Die Ergebnisse seien generell ein wichtiger Schritt für die Verarbeitung der Geschehnisse, sagt der Currenta-Chef. Trotzdem hätte der Abfall von dem dänischen Unternehmen nie „auf die Straße gebracht werden dürfen“. Das Unternehmen war nach der Explosion im Fokus der Ermittlungen: gegen vier Mitarbeiter wurde ermittelt. Alle Verfahren wurden aber inzwischen eingestellt. Ermittelt wird nun gegen das dänische Unternehmen, das den Abfall hergestellt hat und einen Abfallmakler aus Hamburg.
Aufarbeitung für Angehörige wichtig
Die dpa hat mit einer Betroffenen gesprochen – sie hat bei der Explosion einen nahestehenden Menschen verloren. Auch für sie sind die gerade vorgelegten Ergebnisse ein wichtiger Zwischenschritt. Die Aufarbeitung sei damit aber noch lange nicht abgeschlossen. Angehörige fordern seit längerem Klarheit, wer die Verantwortung trägt für den Verlust ihrer Ehemänner, Brüder oder Väter.

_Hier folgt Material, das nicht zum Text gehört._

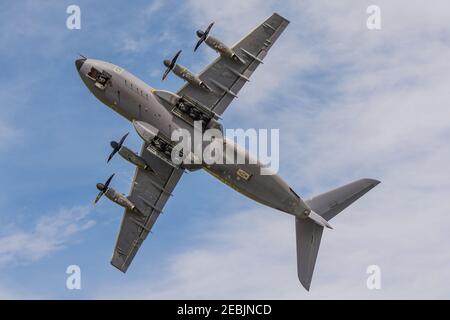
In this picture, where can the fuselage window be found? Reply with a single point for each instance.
(101, 78)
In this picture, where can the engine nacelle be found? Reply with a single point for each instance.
(184, 73)
(121, 200)
(223, 50)
(133, 158)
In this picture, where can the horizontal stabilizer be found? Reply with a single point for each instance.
(330, 203)
(309, 231)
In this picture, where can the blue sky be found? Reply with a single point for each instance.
(349, 103)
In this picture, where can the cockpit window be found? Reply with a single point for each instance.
(101, 78)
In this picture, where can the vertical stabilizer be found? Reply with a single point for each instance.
(309, 232)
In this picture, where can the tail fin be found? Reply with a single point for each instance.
(309, 233)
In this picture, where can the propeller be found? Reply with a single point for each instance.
(170, 64)
(116, 146)
(203, 35)
(103, 188)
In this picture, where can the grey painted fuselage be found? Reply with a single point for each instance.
(135, 100)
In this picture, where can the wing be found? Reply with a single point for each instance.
(227, 77)
(149, 193)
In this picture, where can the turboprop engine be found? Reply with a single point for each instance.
(128, 155)
(114, 196)
(216, 44)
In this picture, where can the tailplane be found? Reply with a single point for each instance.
(309, 231)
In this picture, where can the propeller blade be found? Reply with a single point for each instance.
(98, 197)
(208, 29)
(123, 139)
(170, 65)
(116, 146)
(203, 35)
(108, 181)
(199, 43)
(166, 73)
(103, 188)
(174, 60)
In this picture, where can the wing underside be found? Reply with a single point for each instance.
(149, 192)
(225, 76)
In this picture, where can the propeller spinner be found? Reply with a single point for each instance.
(203, 35)
(170, 64)
(116, 146)
(103, 188)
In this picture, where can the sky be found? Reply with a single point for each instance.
(349, 102)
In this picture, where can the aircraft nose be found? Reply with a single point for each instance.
(79, 63)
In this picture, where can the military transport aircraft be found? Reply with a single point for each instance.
(155, 114)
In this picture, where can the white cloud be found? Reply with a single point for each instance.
(50, 233)
(8, 134)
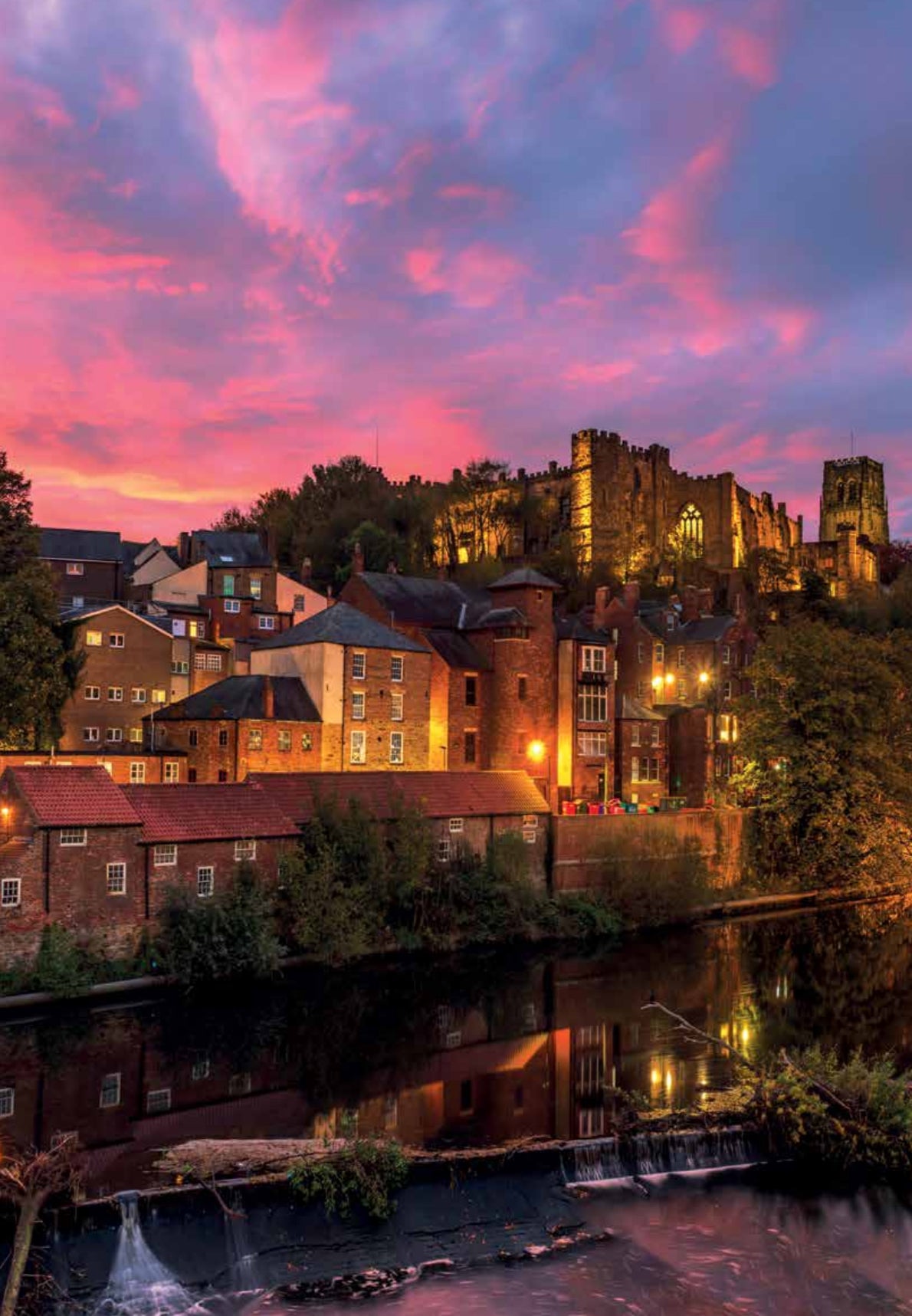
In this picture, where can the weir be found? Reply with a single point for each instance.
(646, 1156)
(139, 1285)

150 Millionen Euro Schadenersatz
Nach dpa-Informationen hat Currenta das dänische Unternehmen auf Schadenersatz verklagt. Dabei geht es um mehr als 150 Millionen Euro. Am Montag (27.07.) jährt sich die Explosion dann zum fünften Mal. Für 18 Uhr wurde bereits wieder eine Gedenk- und Protest-Veranstaltung vor dem Rathaus in Wiesdorf angekündigt.